So many aspects of life are dependent upon maintaining the best possible physical fitness, from performing one’s job at maximum efficiency to completing the myriad of other tasks faced each day.

In order to maximize efficiency and promote optimum health, attention must be paid to the requirements of sustaining good physical conditioning. It is imperative that those good habits that promote fitness are instilled early on and practiced from childhood onward.

Of course, the regimens for maintaining optimum physical fitness are different for those of different ages. What is appropriate for a child with boundless energy and an adult nearing retirement can differ significantly.

The basic needs remain the same – strong heart and lungs, and lean muscle, said Carey Long, a trainer at Spectrum Fitness in Baton Rouge and the author of “Real Life Fitness.”
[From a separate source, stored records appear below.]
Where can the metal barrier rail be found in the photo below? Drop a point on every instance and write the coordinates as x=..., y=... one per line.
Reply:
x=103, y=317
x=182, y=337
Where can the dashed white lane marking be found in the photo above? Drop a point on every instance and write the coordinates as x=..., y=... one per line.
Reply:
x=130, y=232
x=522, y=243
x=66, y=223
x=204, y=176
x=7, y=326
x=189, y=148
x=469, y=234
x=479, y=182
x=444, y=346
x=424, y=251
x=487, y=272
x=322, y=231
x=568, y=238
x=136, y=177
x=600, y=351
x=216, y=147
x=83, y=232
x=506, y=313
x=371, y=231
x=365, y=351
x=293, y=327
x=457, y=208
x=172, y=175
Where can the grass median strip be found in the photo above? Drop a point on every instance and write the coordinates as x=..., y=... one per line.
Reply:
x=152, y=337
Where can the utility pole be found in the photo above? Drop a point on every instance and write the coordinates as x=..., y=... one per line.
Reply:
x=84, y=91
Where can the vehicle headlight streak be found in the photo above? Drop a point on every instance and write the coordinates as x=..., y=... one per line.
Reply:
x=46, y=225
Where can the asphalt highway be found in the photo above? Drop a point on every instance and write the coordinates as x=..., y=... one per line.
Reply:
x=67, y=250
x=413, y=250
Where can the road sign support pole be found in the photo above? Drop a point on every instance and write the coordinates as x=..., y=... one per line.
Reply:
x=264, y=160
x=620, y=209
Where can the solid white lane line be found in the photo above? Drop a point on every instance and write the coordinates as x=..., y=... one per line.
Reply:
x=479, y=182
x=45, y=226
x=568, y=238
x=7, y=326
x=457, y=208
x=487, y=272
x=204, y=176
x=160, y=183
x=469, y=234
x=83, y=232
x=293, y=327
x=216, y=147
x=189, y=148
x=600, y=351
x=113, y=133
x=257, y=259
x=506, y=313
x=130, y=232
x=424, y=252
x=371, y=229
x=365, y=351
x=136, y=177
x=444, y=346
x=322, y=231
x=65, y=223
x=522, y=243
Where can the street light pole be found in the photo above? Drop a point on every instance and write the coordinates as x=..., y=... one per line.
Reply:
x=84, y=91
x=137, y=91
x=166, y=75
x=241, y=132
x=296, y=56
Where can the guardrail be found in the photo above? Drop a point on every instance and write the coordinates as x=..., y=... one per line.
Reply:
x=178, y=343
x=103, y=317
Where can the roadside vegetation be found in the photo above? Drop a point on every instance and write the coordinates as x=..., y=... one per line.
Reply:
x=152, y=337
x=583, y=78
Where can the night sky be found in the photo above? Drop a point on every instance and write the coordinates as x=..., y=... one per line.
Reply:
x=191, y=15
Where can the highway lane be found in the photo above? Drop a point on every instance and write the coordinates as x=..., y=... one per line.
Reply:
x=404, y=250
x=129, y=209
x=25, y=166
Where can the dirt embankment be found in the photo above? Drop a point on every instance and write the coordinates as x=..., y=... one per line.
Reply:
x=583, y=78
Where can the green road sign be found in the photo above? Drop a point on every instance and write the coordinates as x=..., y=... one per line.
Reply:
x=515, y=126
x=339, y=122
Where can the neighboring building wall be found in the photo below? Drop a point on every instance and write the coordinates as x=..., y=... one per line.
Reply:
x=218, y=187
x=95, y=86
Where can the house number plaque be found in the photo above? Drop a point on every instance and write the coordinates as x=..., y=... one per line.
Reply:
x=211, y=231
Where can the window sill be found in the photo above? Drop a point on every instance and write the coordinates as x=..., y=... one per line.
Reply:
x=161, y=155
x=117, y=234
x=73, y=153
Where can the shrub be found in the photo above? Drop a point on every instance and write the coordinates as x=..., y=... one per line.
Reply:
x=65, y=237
“What needs to be factored in between the 20- and 60-plus groups is the volume of wear and tear on your body at 20 compared to 60 or more,” Long said.

Long noted that the typical 60-year-old has been exposed to more and, as a result, finds it harder to recover from extreme fitness bouts or high volumes of training through which the average 20-year-old can breeze.

“Joint wear and tear, and lower back, knee and shoulder pains are common as we age,” Long said. “These therefore should be factored into the individual’s workout plan.”

Also, a high percentage of 20- to 30-year-olds are still competing in recreational sports and some professional sports, Long said.

“When we age through our 30s to 60s, we should focus our programs toward controlling and improving body composition and improving our general fitness with a more balanced approach between strength and cardiovascular training,” Long explained.

Flexibility and stability become prime components when we start getting to the 50 to 60-plus age group, Long said.

“We wake up stiffer in the morning than our younger counterparts,” Long said.

“Aging does not have to mean getting old,” he added, “and it won’t if readers start to take some responsibility for their future health and longevity.”